Solution: 3x – 5y=16 …(i)
x – 3y = 8 …(ii)
multiplying equation (ii) by 3, we get.
3×x – 3×3y = 8×3
3x – 9y = 24 …(iii)
Subtracting equation (iii) from equation (i),
3x – 5y = 16 …. ( i)
3x – 9y = 24. …(ii)
———————
4y = -8 …. ( Explanation +3x and -3x = 0 )
∴ y= -8÷4
∴ y = -2 ….(Explanation 4 two ja 8 )
Substituting y = -2 in equation number (ii), we get
∴x – 3y = 8
∴x – 3 × (-2) = 8
∴x + 6 = 8 ( explanation 3 two ja 6 ) ( – multiple by – become + )
∴ x = 8 – 6
∴ x = 2
Answer : x = 2 and y= -2 or (x,y) = ( 2, -2) is the solution of the given Equations.

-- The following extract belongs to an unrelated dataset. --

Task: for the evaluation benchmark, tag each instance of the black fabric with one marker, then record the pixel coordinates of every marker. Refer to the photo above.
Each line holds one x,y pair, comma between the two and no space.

(iv) 2y – x = 0 ; 10x + 15y = 105

Solution: 2y – X = 0 …. (i)
10x + 15y = 105. … ( ii)
in equation number ( ii ), Dividing both the sides by 5, we get
∴ 2x + 3y = 21… (iii) … ( explanation 105 ÷ 5 = 21 )
Multiplying equation number (i) by 2
∴ 4y – 2x = 0
∴ i.e. -2x + 4y = 0 ….(iv)
Adding equation number ( iii) and ( iv )
2x + 3y = 21 … (iii)
-2x + 4y = 0 ….(iv)
————————————
7y = 21 ……. ( explanation: 3y + 4y = 7y )
∴ y = 21 ÷ 7
∴ y = 3
Substitution y = 3 in equation number (i)
2y – X = 0 …. (i)
2× 3 – X = 0
∴ 6 – X = 0
∴6 = x
∴ x = 6
x= 6 and y = 3 or ( x,y) = ( 6,3 ) is the solution of the given Equations.

(v) 2x + 3y + 4 = 0 ; x – 5y = 11

2x + 3y + 4 = 0 i.e
2x + 3y = –4 …. (i)
x – 5y = 11 … (ii)
Multiply equation number (ii) by 2, we get
∴2×x – 2×5y = 11×2
∴2x – 10y = 22 …(iii)
Subtracting equation number (iii) by eq (i)
2x – 10y = 22 …(iii)
2x + 3y = –4 …. (i)
– – +
—————————————
0 – 13y = 26
∴Y = 26 ÷ ( – 13 )
∴Y= –2
Substituting y = -2 in equation number (ii)
x – 5y = 11
x – 5×2 = 11
∴x – 10 = 11
∴X = 11 – 10
∴x= 1
Answer : x = 1 and y = -2 OR (x,y) = (1, -2) is the solution of the given equations.

(vi) 2x – 7y = 7 ; 3x + y = 22

Solution: 2x – 7y = 7 …… (i)
3x + y = 22 … (ii)
Multiplying equation number (ii) by 7, we get
7×3x + 7×y = 7×22
21x + 7y = 154 …. (iii )
Adding equation number (i) and equation number (iii)
2x – 7y = 7 …… (i)
21x + 7y = 154 …. (iii )
—————————————
23x = 161 ( explanation +7y -7y = 0 )
X = 161 ÷ 23
X = 7 ( explanation 23 seven ja 161 )
Substitute X = 7 in equation number (i)
2x – 7y = 7 …… (i)
2×7 – 7y = 7
14 – 7y = 7
-7y = 7 – 14
-7y = – 7
7y = 7
y= 7 ÷ 7
Y = 1
Answer: x = 7 and y = 1 or (x,y) = ( 7,1) is the solution of the given equations.